Aujourd’hui, l’association est bien implantée en République démocratique du Congo, au Togo et au Bénin où elle envoie régulièrement des colis avec les récoltes des bénévoles, implantés en France. Sa mission est également pédagogique puisqu’elle aide les pays africains à cultiver eux-mêmes cette plante médicinale.
Vers une autonomie des cultures
L’association Luebo-sur-Ourthe met en relation les habitants de la vallée d’Ourthe (Belgique) avec ceux de Luebo (République démocratique du Congo). Elle a pris l’initiative depuis quelques années de cultiver l’artemisia annua en Belgique chez de nombreux bénévoles. Et les récoltes sont ensuite envoyées dans les centres de santé et dans la prison de Luebo.
L’association Yeu Mali est quant à elle née en juin 2004 sur l’île d’Yeu avec l’objectif de participer à des actions d’aide humanitaire au Mali. Une de ses missions est de favoriser la culture de plantes médicinales en Afrique pour permettre l’accès à ces remèdes naturels aux populations les plus démunies. Au départ, ils ont donc cultivé la plante sur leur île pour envoyer les récoltes dans les pays africains. Mais leur mission a évolué et aujourd’hui ils œuvrent à la mise en place de Maisons de l’Artemisia aux côtés de l’association Iwerliewen.

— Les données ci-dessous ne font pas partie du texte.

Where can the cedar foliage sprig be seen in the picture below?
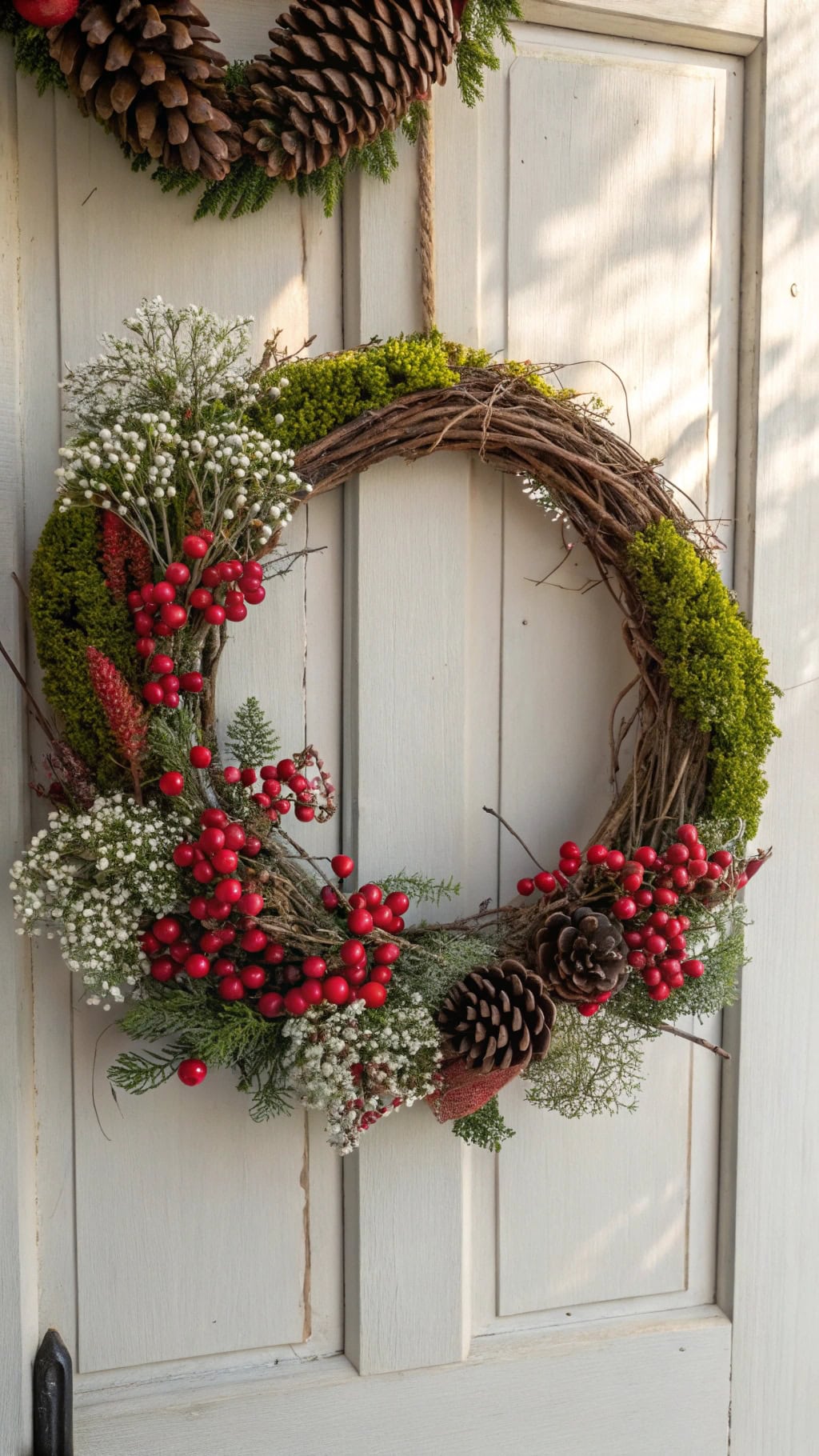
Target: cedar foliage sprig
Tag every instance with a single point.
(250, 738)
(485, 1129)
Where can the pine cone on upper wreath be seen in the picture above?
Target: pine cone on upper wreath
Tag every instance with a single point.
(150, 74)
(339, 74)
(581, 955)
(497, 1017)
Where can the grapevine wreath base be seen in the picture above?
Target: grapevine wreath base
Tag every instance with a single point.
(325, 99)
(172, 868)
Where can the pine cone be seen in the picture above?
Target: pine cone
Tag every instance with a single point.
(339, 74)
(581, 955)
(497, 1017)
(149, 73)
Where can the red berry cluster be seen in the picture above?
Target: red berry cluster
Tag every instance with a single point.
(158, 612)
(271, 797)
(650, 887)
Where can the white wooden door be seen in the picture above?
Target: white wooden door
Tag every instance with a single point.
(236, 1287)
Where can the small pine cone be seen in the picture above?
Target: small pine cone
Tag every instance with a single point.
(150, 74)
(581, 957)
(497, 1017)
(339, 74)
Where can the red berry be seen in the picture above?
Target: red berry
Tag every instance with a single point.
(197, 966)
(625, 909)
(174, 614)
(314, 966)
(545, 882)
(166, 930)
(373, 994)
(191, 1072)
(254, 978)
(655, 942)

Les Maisons de l’Artemisia
La première Maison de l’Artemisia a ouvert il y a un petit peu moins d’un an au Sénégal. Gérée par des associations locales, elle a pour mission de produire ces plantes, les conditionner sous forme de tisane, de gélules ou de crème et de les vendre, à des prix accessibles.
Les associations européennes soutiennent les locaux investis dans le projet d’un point de vue pédagogique. Les médecins locaux travaillant dans ces Maisons sont par exemple formés par leurs confrères sur le bon usage du produit. Mais, les associations assurent aussi un soutien matériel. Nombre de plants qui poussent au Sénégal sont par exemple originaires de l’île d’Yeu.
La Ferme de Providence
Et les pays touchés par la malaria se soutiennent également entre eux. Ainsi, la ferme agroécologique La Providence de Banigbé (Bénin) a publié un tutoriel sur YouTube sur toutes les étapes de la culture de l’Artemisia annua. Un véritable guide pour les autres villages qui voudraient mettre en place une culture de l’armoise.
Cependant, malgré l’enthousiasme populaire autour de cette plante médicinale, l’OMS refuse de la recommander sous sa forme complète dans le traitement du paludisme. Elle demande que de nombreuses études cliniques soient conduites et qu’elles soient publiées dans des revues scientifiques à comité de lecture. Ce qui n’est pour le moment pas le cas. De telles études sont difficiles à mener puisque la rentabilité, faute de dépôt de brevet, n’est pas assurée.